We again define our gridsome-recommender plugin to use the "Book" collection as the reference collection and we train agains the content, not the title, as book titles can rather be short and not really telling about the content itself.

    {
      use: 'gridsome-plugin-recommender',
      options: {
        enabled: true,
        debug: false,
        typeName: 'Post',
        field: 'content',
        relatedFieldName: 'recommended_books',
        referenceTypeName: 'Book',
        referenceField: 'content',
        minScore: 0.01,
        fillWithRandom: false,
        maxRelations: 3,
      }
    },

On this site you can see the matched books in the right sidebar.

Gridsome Recommender Plugin matching Amazon Books on Overflowed.dev

The advantage of this approach is that we are showing users ads that he is interested in, as he has found the way to our article already and the book has the same or similar topics than the article.

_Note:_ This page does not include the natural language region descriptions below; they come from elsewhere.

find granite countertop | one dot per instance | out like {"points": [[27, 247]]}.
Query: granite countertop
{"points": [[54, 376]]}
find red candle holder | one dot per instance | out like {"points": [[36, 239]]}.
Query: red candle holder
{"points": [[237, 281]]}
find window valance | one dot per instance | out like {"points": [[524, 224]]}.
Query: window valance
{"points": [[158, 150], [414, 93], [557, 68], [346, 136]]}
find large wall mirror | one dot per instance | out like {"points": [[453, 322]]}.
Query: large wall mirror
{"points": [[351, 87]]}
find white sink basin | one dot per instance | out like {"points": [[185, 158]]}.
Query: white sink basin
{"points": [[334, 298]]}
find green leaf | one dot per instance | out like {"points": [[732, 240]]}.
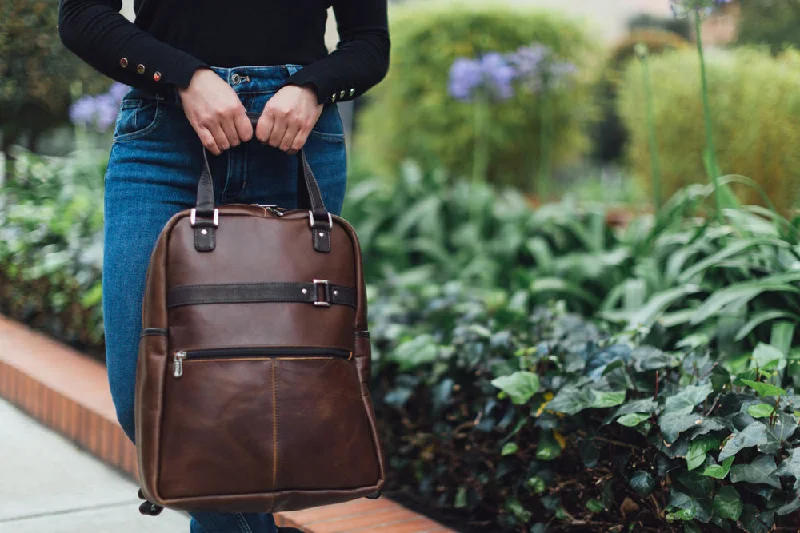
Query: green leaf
{"points": [[570, 400], [536, 484], [558, 285], [755, 520], [632, 419], [510, 448], [740, 294], [518, 510], [753, 435], [643, 482], [684, 402], [549, 448], [764, 389], [728, 503], [719, 471], [601, 400], [783, 427], [461, 498], [698, 450], [595, 506], [761, 471], [647, 405], [768, 358], [789, 508], [762, 317], [520, 386], [672, 425], [690, 527], [761, 410], [647, 315], [791, 467]]}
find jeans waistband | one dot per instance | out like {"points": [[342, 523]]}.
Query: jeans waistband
{"points": [[242, 79]]}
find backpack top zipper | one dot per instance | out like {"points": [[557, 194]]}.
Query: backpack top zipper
{"points": [[250, 352]]}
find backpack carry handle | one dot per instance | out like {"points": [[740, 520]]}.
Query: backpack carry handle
{"points": [[308, 197]]}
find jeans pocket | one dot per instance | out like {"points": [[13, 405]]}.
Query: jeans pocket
{"points": [[329, 126], [137, 117]]}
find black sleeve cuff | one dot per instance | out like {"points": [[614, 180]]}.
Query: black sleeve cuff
{"points": [[326, 92]]}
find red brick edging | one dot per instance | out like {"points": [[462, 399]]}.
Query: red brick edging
{"points": [[68, 392]]}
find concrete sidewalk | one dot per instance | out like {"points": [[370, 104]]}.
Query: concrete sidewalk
{"points": [[49, 485]]}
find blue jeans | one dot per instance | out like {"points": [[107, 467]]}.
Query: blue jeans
{"points": [[153, 170]]}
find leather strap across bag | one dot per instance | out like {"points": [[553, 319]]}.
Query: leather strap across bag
{"points": [[254, 360]]}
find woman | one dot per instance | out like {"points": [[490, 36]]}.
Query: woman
{"points": [[196, 68]]}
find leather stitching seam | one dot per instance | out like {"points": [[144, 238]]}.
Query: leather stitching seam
{"points": [[274, 428], [244, 527]]}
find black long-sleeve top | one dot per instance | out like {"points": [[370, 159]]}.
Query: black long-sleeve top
{"points": [[170, 39]]}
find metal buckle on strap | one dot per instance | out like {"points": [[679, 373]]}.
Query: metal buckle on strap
{"points": [[327, 301], [193, 217], [311, 219]]}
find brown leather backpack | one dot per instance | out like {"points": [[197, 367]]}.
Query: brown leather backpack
{"points": [[254, 360]]}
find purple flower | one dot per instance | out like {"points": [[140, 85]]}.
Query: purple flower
{"points": [[499, 74], [491, 73], [538, 68], [465, 77], [99, 111]]}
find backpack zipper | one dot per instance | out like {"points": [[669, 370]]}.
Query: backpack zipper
{"points": [[253, 352]]}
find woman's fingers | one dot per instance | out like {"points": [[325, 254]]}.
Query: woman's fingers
{"points": [[213, 108], [288, 118], [264, 127], [208, 141], [219, 135], [244, 127], [299, 141]]}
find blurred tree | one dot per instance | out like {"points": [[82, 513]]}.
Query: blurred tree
{"points": [[609, 134], [36, 72], [647, 21], [770, 22]]}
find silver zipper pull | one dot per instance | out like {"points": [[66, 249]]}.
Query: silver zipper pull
{"points": [[178, 364]]}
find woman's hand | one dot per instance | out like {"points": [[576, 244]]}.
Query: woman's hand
{"points": [[215, 112], [288, 117]]}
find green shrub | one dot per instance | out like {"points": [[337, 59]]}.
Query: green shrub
{"points": [[411, 114], [36, 71], [770, 22], [755, 109], [646, 21], [51, 229], [592, 430], [610, 135]]}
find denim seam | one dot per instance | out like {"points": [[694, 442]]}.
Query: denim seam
{"points": [[244, 527], [144, 131], [330, 137]]}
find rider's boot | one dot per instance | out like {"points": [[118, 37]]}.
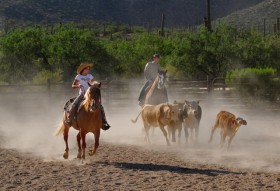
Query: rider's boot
{"points": [[70, 116], [105, 125]]}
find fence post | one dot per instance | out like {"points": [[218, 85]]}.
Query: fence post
{"points": [[49, 88]]}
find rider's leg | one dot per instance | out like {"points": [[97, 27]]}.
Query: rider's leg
{"points": [[106, 126], [165, 93], [143, 93], [73, 109]]}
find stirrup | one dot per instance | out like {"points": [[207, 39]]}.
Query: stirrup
{"points": [[68, 122], [105, 126]]}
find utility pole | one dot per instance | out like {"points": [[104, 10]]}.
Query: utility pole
{"points": [[162, 24], [208, 15]]}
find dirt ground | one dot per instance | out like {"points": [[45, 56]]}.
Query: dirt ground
{"points": [[31, 156]]}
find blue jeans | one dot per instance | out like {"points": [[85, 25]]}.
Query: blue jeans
{"points": [[143, 91]]}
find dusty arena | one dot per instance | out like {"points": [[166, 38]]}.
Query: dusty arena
{"points": [[31, 156]]}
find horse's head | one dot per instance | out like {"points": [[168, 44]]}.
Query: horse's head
{"points": [[161, 79]]}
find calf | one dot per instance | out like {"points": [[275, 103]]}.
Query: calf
{"points": [[192, 121], [229, 125], [177, 125], [157, 116]]}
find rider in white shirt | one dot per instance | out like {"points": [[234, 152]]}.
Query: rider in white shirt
{"points": [[82, 81]]}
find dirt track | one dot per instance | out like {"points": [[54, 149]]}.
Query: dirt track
{"points": [[31, 157]]}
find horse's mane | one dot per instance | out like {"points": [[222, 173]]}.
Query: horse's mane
{"points": [[94, 90]]}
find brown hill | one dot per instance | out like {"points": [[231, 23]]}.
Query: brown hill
{"points": [[135, 12]]}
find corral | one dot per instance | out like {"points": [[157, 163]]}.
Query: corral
{"points": [[32, 157]]}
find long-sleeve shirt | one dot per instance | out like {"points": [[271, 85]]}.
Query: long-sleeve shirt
{"points": [[151, 71]]}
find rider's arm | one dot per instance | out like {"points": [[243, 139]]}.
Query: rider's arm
{"points": [[76, 84], [149, 73]]}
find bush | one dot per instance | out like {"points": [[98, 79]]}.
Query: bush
{"points": [[44, 75], [256, 82]]}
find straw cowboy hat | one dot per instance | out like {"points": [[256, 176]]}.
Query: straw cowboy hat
{"points": [[83, 66]]}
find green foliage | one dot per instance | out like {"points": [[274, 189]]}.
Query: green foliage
{"points": [[29, 54], [256, 82], [46, 75]]}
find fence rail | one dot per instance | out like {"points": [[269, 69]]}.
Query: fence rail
{"points": [[119, 94]]}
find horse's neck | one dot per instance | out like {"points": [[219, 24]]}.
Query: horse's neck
{"points": [[150, 92]]}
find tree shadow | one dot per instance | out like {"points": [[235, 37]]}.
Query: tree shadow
{"points": [[170, 168]]}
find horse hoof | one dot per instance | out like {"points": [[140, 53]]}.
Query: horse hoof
{"points": [[91, 153], [65, 155]]}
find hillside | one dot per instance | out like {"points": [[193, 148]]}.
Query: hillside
{"points": [[254, 16], [135, 12]]}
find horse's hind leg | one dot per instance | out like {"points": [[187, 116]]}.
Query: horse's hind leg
{"points": [[65, 136], [79, 145], [96, 143], [165, 134]]}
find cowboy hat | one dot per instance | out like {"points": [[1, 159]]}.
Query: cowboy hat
{"points": [[83, 66]]}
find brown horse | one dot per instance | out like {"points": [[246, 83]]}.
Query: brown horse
{"points": [[157, 93], [88, 119]]}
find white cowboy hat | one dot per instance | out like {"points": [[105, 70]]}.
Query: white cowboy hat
{"points": [[83, 66]]}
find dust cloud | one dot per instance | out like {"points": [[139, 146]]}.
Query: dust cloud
{"points": [[28, 125]]}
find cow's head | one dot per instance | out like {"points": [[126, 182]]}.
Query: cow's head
{"points": [[182, 113], [191, 107], [241, 121], [162, 79]]}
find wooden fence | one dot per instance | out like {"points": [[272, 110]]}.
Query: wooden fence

We do so without intruding the privacy of our users like we would do using ad services such as Google AdSense that do user targeting by creating cookies in the browser.

Known Restrictions

This plugin operates on the collection layer of Gridsome, which is one step before the GraphQL schema is getting created from the data model. This means all sources that are pluged in via GraphQL directly will run after this plugin and can therefore not be used with the recommender plugin. GitHub Issue

I currently don´t see any chance to make it working on the GraphQL layer directly and I´m not sure if that is even possible with the current Gridsome API.